After re-rides on a number of flats and Wild Mouse again, we went over to the Mine Shaft Kitchen (or something like that), a pretty sheltered food court with pioneer theming. My daughter, being a chicken nut, opted for the tenders again from the Potato Patch, while my wife and I went for the BBQ pork sandwiches and corn on the cob. Mmmmm. Fantastic food. With drinks and fries, it came to $22, and it was worth every penny of it. Absolutely mouth-watering, and portions simply too big to eat. Believe me, I tried. The fries from the Potato Patch, along with those from Kennywood, are simply the best in the amusement park universe that I've tasted.
The evening was wearing on. Clouds threatened, but didn't deliver. We re-rode Mister Rogers' trolley (I felt safe enough to leave the wheelchair with the row of strollers outside the queue), and the train again. Returning toward Guest Services, I checked out Confusion Hill and Dizzy Lizzies. These are both walk-throughs, apparently, though I had never experienced them and wouldn't today, either. At the entrances to both, they were waiting for groups to build up so they could usher them in. I didn't feel like waiting the indeterminate amount of time necessary to see this happen, so I passed on both. Oh well, next year.

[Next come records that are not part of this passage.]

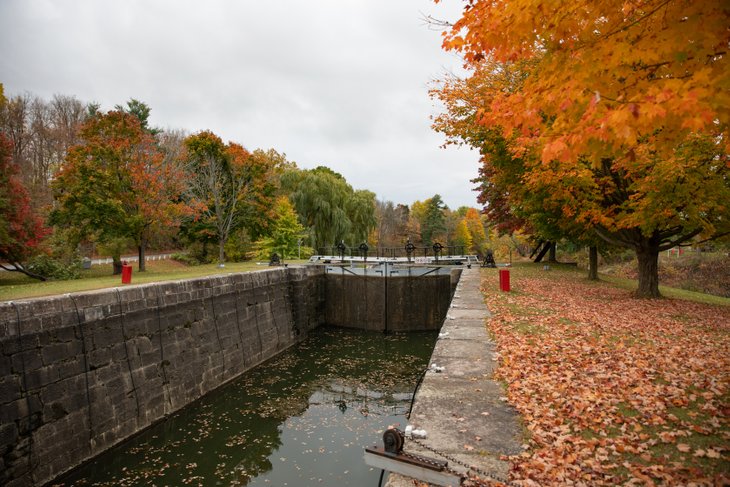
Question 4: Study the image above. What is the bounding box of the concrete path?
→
[386,267,522,486]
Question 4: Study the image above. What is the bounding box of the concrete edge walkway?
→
[385,267,522,486]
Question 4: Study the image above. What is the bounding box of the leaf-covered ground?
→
[481,265,729,486]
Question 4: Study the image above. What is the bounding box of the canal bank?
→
[386,267,522,486]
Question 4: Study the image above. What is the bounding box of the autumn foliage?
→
[440,0,728,160]
[52,111,195,271]
[0,133,50,278]
[182,131,282,266]
[435,0,730,297]
[482,267,729,485]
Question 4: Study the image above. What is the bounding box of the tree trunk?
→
[138,241,146,272]
[112,257,123,275]
[636,246,660,298]
[548,242,557,262]
[529,241,542,259]
[218,239,226,267]
[588,246,598,280]
[533,241,551,262]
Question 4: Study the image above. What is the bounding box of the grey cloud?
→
[0,0,479,208]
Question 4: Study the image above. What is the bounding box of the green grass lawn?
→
[0,259,307,302]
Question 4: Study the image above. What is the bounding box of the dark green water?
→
[55,327,436,486]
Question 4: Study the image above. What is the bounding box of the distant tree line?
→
[0,86,491,280]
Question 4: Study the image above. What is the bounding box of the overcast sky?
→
[0,0,480,209]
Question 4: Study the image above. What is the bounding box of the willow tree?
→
[282,166,376,250]
[347,189,377,244]
[435,0,729,297]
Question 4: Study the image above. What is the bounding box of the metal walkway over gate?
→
[309,242,479,266]
[309,254,479,266]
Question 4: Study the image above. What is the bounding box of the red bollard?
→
[499,269,510,292]
[121,264,132,284]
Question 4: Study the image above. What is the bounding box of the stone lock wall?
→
[0,266,324,487]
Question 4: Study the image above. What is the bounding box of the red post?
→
[499,269,510,292]
[121,264,132,284]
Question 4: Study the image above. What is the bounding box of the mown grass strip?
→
[0,260,306,301]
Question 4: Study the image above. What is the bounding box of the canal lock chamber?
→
[0,264,462,486]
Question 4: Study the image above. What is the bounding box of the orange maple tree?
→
[52,111,196,271]
[435,0,730,297]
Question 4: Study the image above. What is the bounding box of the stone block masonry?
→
[0,266,324,487]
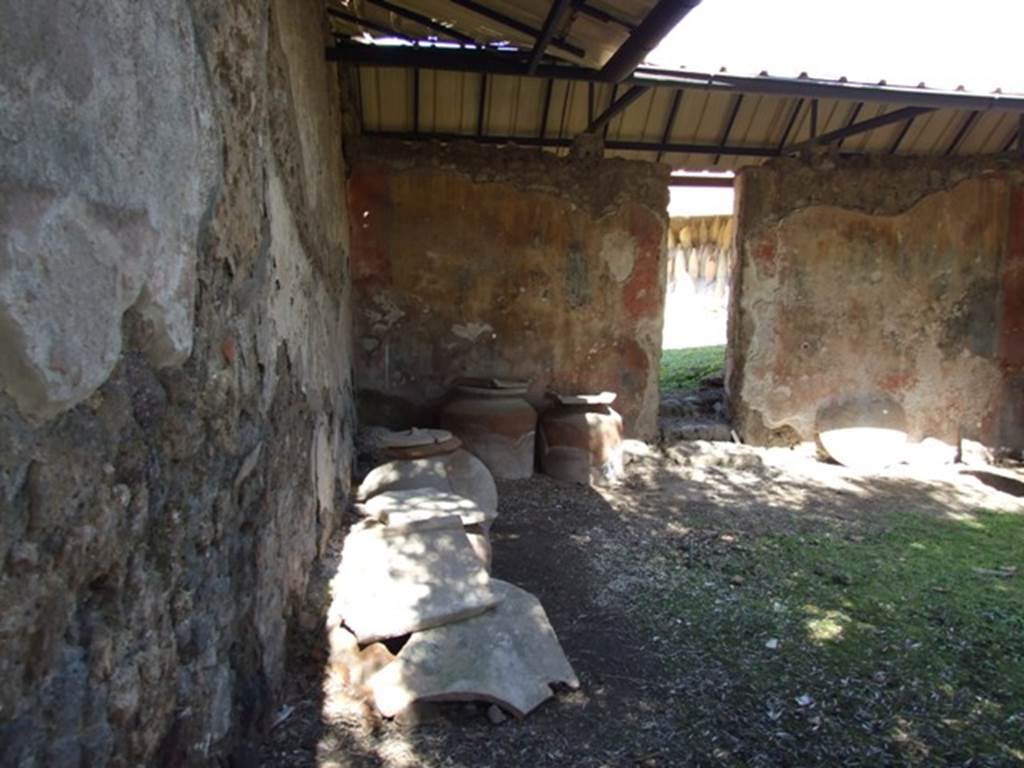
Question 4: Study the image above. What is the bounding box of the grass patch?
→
[661,345,726,390]
[639,510,1024,765]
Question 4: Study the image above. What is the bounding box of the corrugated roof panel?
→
[665,88,708,148]
[420,70,470,133]
[359,67,382,131]
[816,98,847,136]
[609,87,657,141]
[548,79,574,140]
[968,111,1013,154]
[484,74,515,136]
[636,88,675,143]
[694,91,737,146]
[839,102,886,153]
[908,109,958,154]
[512,77,546,136]
[336,0,655,68]
[563,79,591,137]
[730,94,767,147]
[353,39,1023,172]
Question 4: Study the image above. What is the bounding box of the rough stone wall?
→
[728,155,1024,450]
[0,0,353,764]
[347,139,669,438]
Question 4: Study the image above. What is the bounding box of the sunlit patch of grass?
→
[635,509,1024,762]
[660,345,725,390]
[803,607,849,642]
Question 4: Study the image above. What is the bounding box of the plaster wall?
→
[348,139,669,439]
[728,156,1024,451]
[0,0,353,763]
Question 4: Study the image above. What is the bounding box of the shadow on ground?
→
[260,449,1024,767]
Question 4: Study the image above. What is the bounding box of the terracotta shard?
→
[330,522,501,643]
[368,580,580,719]
[356,449,498,512]
[360,489,497,532]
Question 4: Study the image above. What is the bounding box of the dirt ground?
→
[259,442,1023,767]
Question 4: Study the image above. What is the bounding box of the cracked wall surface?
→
[348,139,669,439]
[728,156,1024,450]
[0,0,354,764]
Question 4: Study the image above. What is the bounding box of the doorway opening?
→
[660,181,736,441]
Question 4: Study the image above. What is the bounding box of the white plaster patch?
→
[259,165,352,415]
[0,0,218,421]
[600,230,637,283]
[367,293,405,333]
[451,322,494,342]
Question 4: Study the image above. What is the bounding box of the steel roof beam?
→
[362,0,478,45]
[713,93,745,164]
[776,98,804,150]
[656,88,684,162]
[572,1,636,31]
[362,129,780,157]
[789,106,933,152]
[327,44,1024,112]
[944,110,978,156]
[888,115,917,154]
[586,84,648,133]
[476,74,488,135]
[528,0,572,74]
[447,0,584,59]
[836,102,863,149]
[600,0,702,82]
[539,78,554,139]
[328,7,414,42]
[1003,117,1024,154]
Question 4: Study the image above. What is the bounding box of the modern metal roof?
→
[329,0,655,69]
[327,1,1024,173]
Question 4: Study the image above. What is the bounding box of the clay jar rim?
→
[453,384,529,398]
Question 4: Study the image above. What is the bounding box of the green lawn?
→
[660,345,726,390]
[636,510,1024,764]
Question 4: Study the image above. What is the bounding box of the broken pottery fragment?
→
[368,580,580,719]
[379,427,462,459]
[816,394,907,471]
[330,522,501,643]
[379,428,454,449]
[327,625,396,688]
[385,437,463,460]
[359,489,496,532]
[464,526,492,572]
[357,449,498,512]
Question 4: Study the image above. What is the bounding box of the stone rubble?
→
[331,446,578,720]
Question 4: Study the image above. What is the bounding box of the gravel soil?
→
[260,445,1024,767]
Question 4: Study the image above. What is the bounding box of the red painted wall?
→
[347,140,669,438]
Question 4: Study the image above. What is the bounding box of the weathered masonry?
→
[728,157,1024,451]
[1,1,354,763]
[348,139,669,438]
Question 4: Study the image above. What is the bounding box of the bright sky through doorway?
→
[649,0,1024,94]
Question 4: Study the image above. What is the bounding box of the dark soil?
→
[259,448,1024,767]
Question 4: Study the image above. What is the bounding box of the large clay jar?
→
[440,381,537,480]
[539,392,624,485]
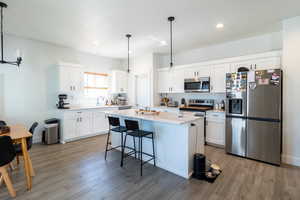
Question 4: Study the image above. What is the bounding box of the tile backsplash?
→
[160,93,226,105]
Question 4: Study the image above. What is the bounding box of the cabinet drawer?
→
[206,112,225,119]
[63,111,79,120]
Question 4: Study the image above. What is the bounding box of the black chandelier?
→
[126,34,131,73]
[0,2,22,67]
[168,16,175,68]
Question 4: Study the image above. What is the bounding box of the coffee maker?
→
[56,94,70,109]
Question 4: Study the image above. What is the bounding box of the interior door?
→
[225,117,246,157]
[246,119,281,165]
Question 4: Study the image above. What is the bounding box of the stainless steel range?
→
[225,69,282,165]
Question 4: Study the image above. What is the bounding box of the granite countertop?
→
[105,109,204,125]
[60,105,132,111]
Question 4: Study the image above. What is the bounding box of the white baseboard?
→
[282,154,300,166]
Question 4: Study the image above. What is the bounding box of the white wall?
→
[159,32,282,67]
[0,34,123,143]
[282,16,300,166]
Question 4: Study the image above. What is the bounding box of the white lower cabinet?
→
[206,112,225,146]
[61,108,118,143]
[93,110,110,134]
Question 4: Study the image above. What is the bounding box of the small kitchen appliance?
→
[56,94,70,109]
[184,77,210,93]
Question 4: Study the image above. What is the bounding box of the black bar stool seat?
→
[126,130,153,138]
[111,126,127,133]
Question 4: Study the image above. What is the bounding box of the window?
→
[84,72,109,97]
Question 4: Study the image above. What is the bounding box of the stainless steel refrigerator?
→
[225,69,282,165]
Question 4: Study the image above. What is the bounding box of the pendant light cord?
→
[126,34,131,73]
[170,19,173,67]
[1,6,3,62]
[128,36,130,73]
[168,17,175,68]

A few more re-rides, and it was time to return the wheelchair, pick up some extra maps and a tee-shirt, and head for Dodge. A fantastic weekend, one of the most charming (knew that word was gonna come up one more time!) parks out there, and great family time. Highly recommend it.
Sorry for the very long TR -- this is why I don't usually write them! :)
And it's recent for Idlewild to be named second best kids' park in the world.
Glad you had fun!
^That would have been cool to experience. Sounds a little bit like the lift for Space Mountain.